<社説>首相、衆院解散方針 疑惑隠しで大義なし


この記事を書いた人 琉球新報社

 森友、加計学園の疑惑隠しの大義なき解散と言われても仕方ない。

 安倍晋三首相が28日召集の臨時国会冒頭にも衆院を解散する意向を固め、与党幹部に伝えた。「10月10日公示、22日投開票」を軸に、最終判断する。
 本来なら憲法審査会で出席した憲法学者全員が違憲と断じた安保関連法、犯罪を計画段階で処罰する「共謀罪」法など、この国の形を大きく変える重要法案の是非を問うために解散すべきだった。
 首相が解散に傾いた背景には、森友、加計学園問題で急落した内閣支持率が8月の内閣改造を経て回復傾向に転じたことがあるとされる。
 臨時国会が始まれば野党が真相究明を求め追及を強めることは必至だ。森友学園の国有地取得に関する会計検査院の調査報告や、加計学園の認可判断が10月下旬にも出る見通しであるため、問題が大きくなる前に解散した方がいいと判断したようだ。
 野党民進党も離党やスキャンダルで混乱し支持率回復に至っていない。今なら小池百合子東京都知事の「小池新党」の選挙準備が整わないという思惑も働いているようだ。
 首相は6月中旬までの通常国会で野党に森友、加計問題を追及されると、「共謀罪」法を参院法務委員会の採決を省いて「中間報告」と呼ばれる禁じ手を使って本会議の採決を強行して、会期末に閉会した。
 野党が求めてきた臨時国会召集を3カ月も拒み続けてきた。臨時国会の冒頭で解散となれば、疑惑追及の場が閉ざされてしまう。
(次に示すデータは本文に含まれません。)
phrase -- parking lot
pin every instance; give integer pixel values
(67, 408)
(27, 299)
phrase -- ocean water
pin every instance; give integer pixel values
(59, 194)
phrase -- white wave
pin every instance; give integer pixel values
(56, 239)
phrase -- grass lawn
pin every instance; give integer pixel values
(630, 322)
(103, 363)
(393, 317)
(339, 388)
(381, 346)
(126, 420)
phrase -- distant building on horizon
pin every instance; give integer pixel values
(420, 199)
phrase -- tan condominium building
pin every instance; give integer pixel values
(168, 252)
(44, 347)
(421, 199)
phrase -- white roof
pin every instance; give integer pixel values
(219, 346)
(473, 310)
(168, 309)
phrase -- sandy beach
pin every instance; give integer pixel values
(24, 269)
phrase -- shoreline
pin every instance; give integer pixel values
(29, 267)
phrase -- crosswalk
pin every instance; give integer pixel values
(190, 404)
まさに党利党略ではないか。
 首相が「仕事人内閣」と名付けた内閣は、まだ結果を出していない。
 北朝鮮による6回目の核実験や弾道ミサイル発射の強行により朝鮮半島情勢が緊張する中で、政治の空白を招く。安倍政権は危機管理能力の高さをアピールしてきたはずだ。それでも解散する大義は何か。
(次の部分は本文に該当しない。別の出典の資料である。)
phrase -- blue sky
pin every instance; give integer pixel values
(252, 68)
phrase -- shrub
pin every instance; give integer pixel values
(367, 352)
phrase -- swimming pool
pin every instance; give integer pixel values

 一方、沖縄にとっては引き続き、辺野古新基地建設の是非が主要な争点になる。
 2014年の衆院選は、米軍普天間飛行場の県内移設に反対し、翁長雄志知事を誕生させた「オール沖縄」勢力が県内4選挙区全てを制した。
 これに対し、県外移設の公約を破り、辺野古移設を認めた自民党議員は全員、選挙区で落選した。全国では自民が圧勝する中で、沖縄の民意が示された。しかし、小選挙区で落選した議員が全員、比例で救済され、復活当選した。現行選挙制度の欠点が浮き彫りになった。
 16年の参院選沖縄選挙区で、無所属新人で元宜野湾市長の伊波洋一氏が初当選した。新基地建設反対を掲げての圧勝だった。
 選挙は民主主義の根幹だ。
 沖縄の民意を無視し、新基地建設を強行する安倍政権が改めて問われる。